While African leopards span the continent, inhabiting a variety of environments like grasslands, rainforests, deserts and savannas, their migration population changes can often be difficult to track — a difficulty that one Colorado State University international student is working to change with the assistance of machine learning technology.
Cheng Guo, an international student from China and a Ph.D. candidate in the department of electrical and computer engineering, is working to develop machine learning algorithms to increase the identification of the leopards. Her work focuses on analyzing image databases created from strategically placed camera traps deployed by field researchers in Africa.
A task still done by hand, placing the tracking cameras is a labor intensive activity for conservationists.
“They capture these images during several years because the scientists need to place (the cameras), and after (a) few months, they collect the images and change the battery or the technology,” Guo said. “And then after one year, they repeat this process.”
Guo’s machine learning program draws from a publicly available database published by Panthera, an organization dedicated to “creating a world where wild cats thrive in healthy, natural and developed landscapes that sustain people and biodiversity,” as outlined on its website.
Guo’s algorithm operates similarly to facial recognition technology, with slight variations.
“(Animal tracking software) is very limited because most machine learning (does) the person tracking,” Guo said. “So we have a lot of video cameras in the world. We can track any persons (and) know where they (are) going and which way. But the animals, because we have a limited dataset, … the small group is working on that, but we want to do that because we want the group better.”
Guo is advised by Professor Anthony Maciejewski and Associate Professor Agnieszka Miguel, chair of the department of electrical and computer engineering at Seattle University.
Their findings were recently published in IEEE Transactions on Automation Science and Engineering, where Guo served as the study’s first author. Entitled “Automatic Identification of Individual African Leopards in Unlabeled Camera Trap Images,” the paper outlined their sampling methodology.
“The algorithm was evaluated using the Panthera dataset that consists of 677 individual leopards taken from 1,555 images,” the paper reads.
“I think (that) engineering is (a) very beautiful science because it’s, like, (a way) to help the science better, and using the current or developing the current algorithm (is a way) to do that,” -Cheng Guo, CSU Ph.D. candidate in electrical and computer engineering
Secretive in nature, the African leopard is often hard to capture on film, resulting in a limited number of images.
“(The algorithm has) a lot of training data, but currently for the leopard, you know, it’s a wild animal and elusive — very hard to capture,” Guo said. “So we have a very limited dataset.”
The dataset is fed through Guo’s machine learning program, which analyzes each image for physical characteristics unique to each African leopard pictured.
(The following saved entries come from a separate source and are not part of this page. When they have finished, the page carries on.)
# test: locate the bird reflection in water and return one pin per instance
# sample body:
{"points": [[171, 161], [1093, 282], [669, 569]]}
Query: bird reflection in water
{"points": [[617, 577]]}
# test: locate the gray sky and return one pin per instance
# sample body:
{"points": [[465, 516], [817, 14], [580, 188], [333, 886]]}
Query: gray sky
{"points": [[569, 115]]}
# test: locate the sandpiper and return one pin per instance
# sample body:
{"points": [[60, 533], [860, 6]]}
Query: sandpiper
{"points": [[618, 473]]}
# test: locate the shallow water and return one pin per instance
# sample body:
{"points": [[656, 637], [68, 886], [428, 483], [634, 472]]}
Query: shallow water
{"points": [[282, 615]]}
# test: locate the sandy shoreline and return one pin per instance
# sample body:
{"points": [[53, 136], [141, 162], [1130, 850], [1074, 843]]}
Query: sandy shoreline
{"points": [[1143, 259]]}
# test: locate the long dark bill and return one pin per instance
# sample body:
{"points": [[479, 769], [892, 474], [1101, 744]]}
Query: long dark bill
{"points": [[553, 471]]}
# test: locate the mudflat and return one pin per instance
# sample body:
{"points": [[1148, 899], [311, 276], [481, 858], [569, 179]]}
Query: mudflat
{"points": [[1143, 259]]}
“We identify each unique spot pattern in the different leopards and use the algorithm automatically to estimate how many leopards (are) in the dataset,” Guo said.
The algorithm is designed to distinguish between the target animal species and other members of the local ecosystem and the natural environment.
“The cameras are automatically activated by motion or infrared sensors so that they may be triggered by moving animals, swaying vegetation or sudden changes in the weather,” the paper reads. “Therefore, captured images not only contain a variety of animals but frequently consist only of rocks and vegetation.”
Publicly available on GitHub, the software is free to use and can be adjusted to map other species when trained on different datasets. When designing the algorithm, Guo specifically chose the program’s language to be accessible to the general public, including those with minimal machine learning experience.
“I use Python … for the machine learning because everyone uses (it to) develop a lot of programs, so you don’t want be coding them, just using them,” Guo said. “So the Python for me, it’s the most useful language.”
The algorithm, trained on a k-medoids clustering model, groups the various images together based on the measured degree of similarity between paired images — a unique feature compared to other programs on the market.

“This algorithm is different from other methods that assume all images in a dataset are from known individuals and thus regard the animal ID problem as a retrieval identification task,” the paper reads. “The clustering is performed based on the degree of similarity between all image pairs in the dataset with the result validated using an expanded definition of the silhouette score.”
Clustering definitions of the leopard’s identifiable features are further verified through integrating a silhouette score that is defined separately from each image and compared against other identified leopard clusters.
“The silhouette score measures the degree to which an item belongs to the cluster it has been assigned by comparing the difference between the mean similarity scores for its cluster with the nearest neighbor cluster,” the paper reads.
Looking into her future, Guo is beginning to formulate her dissertation’s final stretch.
“I think I am very close,” Guo said. “Currently, I’m writing maybe half of the paper. Hopefully I will publish this summer so I can do the final defense this fall; that’s my plan.”
As she continues to advance her machine learning technology, Guo’s passion for the possibilities and achievements through engineering remains unwavering.
“I think (that) engineering is (a) very beautiful science because it’s, like, (a way) to help the science better, and using the current or developing the current algorithm (is a way) to do that,” Guo said.